The scale of the problem is significant. In 2025, 323,767 reports involving missing children ages 0 to 17 were entered into the FBI’s National Crime Information Center. And in California throughout 2025, the Department of Justice reported 60,438 missing-child reports. Of those, 57,464 were categorized by law enforcement as “runaway,” representing approximately 95% of all missing-child reports in the state. At year’s end, 1,630 California missing-child reports remained unresolved.
Finding Kids believes the default use of “runaway” lowers urgency, reduces media attention, and creates the false impression that a child simply chose danger. “When a child leaves home to meet someone they met online, that is not a runaway,” Finney said. “That child may have been groomed for weeks or months.

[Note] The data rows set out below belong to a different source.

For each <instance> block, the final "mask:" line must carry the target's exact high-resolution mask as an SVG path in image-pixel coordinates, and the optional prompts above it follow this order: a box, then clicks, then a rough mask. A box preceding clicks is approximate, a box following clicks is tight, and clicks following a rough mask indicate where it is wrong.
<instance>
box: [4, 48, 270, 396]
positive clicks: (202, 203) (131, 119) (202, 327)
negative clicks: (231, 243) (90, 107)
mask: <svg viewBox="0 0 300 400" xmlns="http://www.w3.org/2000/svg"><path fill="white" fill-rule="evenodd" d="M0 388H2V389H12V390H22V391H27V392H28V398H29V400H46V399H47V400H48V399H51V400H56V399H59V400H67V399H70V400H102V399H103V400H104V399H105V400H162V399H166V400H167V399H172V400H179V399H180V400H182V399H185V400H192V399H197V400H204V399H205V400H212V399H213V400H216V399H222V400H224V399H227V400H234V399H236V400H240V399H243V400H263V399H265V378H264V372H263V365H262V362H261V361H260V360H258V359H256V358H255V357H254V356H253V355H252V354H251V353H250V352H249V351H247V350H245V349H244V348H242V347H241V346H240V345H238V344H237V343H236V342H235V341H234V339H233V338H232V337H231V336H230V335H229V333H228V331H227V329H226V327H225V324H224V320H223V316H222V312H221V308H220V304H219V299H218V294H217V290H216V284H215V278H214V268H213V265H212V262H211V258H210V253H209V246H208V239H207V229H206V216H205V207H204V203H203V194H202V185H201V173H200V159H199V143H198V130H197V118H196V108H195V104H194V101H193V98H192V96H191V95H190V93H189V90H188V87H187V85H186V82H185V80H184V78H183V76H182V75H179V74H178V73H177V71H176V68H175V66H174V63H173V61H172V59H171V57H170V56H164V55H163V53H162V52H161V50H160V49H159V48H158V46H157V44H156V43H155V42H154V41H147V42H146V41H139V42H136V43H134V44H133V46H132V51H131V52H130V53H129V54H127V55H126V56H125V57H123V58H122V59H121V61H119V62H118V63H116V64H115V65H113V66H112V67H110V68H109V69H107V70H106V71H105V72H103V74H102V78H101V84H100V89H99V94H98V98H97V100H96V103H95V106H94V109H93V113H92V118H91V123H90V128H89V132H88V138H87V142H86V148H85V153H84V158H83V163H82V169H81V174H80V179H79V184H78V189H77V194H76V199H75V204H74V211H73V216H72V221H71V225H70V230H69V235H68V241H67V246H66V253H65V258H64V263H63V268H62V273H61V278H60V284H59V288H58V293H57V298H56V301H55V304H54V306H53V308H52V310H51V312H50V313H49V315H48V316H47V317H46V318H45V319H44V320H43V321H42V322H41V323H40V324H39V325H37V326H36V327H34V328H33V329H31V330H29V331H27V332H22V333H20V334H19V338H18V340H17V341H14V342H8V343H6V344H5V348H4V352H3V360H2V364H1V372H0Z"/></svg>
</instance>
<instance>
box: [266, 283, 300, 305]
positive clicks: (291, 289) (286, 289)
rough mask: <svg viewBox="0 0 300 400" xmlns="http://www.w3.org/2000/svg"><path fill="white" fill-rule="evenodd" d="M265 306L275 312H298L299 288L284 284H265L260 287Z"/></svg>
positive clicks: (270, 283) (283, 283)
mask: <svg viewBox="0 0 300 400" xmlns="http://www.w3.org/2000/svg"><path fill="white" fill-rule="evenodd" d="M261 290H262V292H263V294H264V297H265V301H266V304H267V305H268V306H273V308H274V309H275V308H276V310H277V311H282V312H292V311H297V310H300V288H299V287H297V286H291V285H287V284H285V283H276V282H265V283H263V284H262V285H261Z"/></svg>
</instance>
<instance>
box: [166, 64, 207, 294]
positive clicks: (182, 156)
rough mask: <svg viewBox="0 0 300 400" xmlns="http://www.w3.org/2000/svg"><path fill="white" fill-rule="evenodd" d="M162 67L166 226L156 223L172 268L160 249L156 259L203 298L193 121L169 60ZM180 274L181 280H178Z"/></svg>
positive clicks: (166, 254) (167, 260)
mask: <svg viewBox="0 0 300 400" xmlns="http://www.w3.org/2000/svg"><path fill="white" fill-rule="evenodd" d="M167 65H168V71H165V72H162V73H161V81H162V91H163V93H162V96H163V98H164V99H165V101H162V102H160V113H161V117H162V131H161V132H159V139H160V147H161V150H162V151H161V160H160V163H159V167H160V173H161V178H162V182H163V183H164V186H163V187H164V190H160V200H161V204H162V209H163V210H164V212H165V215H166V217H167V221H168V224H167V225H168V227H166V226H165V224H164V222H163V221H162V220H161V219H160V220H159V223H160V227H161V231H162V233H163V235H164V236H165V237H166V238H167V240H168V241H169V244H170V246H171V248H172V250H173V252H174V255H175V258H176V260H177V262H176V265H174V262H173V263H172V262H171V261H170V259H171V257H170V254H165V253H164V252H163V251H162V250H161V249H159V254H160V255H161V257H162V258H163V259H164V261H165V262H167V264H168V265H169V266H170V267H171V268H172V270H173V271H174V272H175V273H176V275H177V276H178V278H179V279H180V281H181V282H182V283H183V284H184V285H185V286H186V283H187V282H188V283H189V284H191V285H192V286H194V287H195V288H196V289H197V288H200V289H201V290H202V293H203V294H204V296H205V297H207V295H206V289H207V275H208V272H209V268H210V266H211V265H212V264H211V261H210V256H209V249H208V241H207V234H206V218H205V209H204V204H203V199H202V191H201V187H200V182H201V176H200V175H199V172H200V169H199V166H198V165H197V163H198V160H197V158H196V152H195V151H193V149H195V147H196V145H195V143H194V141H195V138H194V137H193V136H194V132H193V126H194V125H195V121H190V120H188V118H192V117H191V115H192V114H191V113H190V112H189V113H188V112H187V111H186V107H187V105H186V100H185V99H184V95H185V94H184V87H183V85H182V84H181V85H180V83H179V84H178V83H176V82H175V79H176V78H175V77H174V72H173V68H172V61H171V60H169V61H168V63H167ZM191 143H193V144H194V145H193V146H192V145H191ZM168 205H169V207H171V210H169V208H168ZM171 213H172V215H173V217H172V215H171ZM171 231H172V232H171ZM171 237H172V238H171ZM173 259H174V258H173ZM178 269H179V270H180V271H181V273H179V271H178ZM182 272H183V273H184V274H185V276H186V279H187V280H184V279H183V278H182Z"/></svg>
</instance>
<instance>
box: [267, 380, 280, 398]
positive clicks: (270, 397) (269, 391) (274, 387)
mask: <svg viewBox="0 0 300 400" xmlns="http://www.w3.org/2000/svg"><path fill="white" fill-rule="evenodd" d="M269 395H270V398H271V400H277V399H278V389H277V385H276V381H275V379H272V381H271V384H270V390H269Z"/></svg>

They may believe they are going to someone who cares about them. The predator waiting often has a very different intent.”
Finding Kids is introducing a more accurate term: Missing and Endangered. “A child can be missing by manipulation,” Finney said. “Predators do not always need force. They use phones, fake identities, promises, and isolation to pull children away from safety.”
Missing and Endangered describes a missing child who leaves a safe environment after being influenced, groomed, coerced, or deceived, often through social media, gaming platforms, messaging apps, or other digital communication. The term does not assume criminal guilt in every case. It forces the right questions from the start: Who was the child talking to? Were promises made? Were secret accounts involved? Was transportation arranged? Was an older person influencing the child? Could the child be moved across jurisdictions?
“The first question should not be, ‘Did the child leave voluntarily?’” Finney said. “The question is, ‘Who influenced that decision, and who benefits from that child being gone?’”
Finding Kids is seeing this danger firsthand. Since 2018, the organization has been involved in 304 missing-child cases, including 72 in 2025. Approximately half involved children who were either suspected or confirmed trafficking victims. “The word ‘runaway’ makes people look backward at the child,” Finney said. “Missing and endangered makes people look outward, at who influenced, targeted, or exploited that child. That shift makes the difference between finding them and leaving them out there alone.”
“Every hour a vulnerable child is disconnected from safety increases their risk,” Finney said. “The longer they are missing, the more opportunity predators have to isolate, move, and exploit them.”
Finding Kids supports clear policies that no missing child under the age of 18 should be publicly described as a “runaway” in official communications when grooming, coercion, exploitation, online influence, or unknown risk may be involved. The required baseline should be Missing and Endangered Child. Further, Finding Kids urges law enforcement agencies, child welfare systems, schools, media outlets, and public agencies to adopt language that keeps the focus on the child’s safety, the circumstances surrounding the disappearance, and the need for immediate action. Public communications should use neutral, protective, urgency-driven terms that help families, communities, and investigators locate the child quickly while avoiding assumptions that may minimize risk.
“Words shape urgency, and urgency drives action,” Finney said. “Immediate action determines whether a child is found quickly or left in danger. It is time to stop calling these children runaways when the reality is far more dangerous.”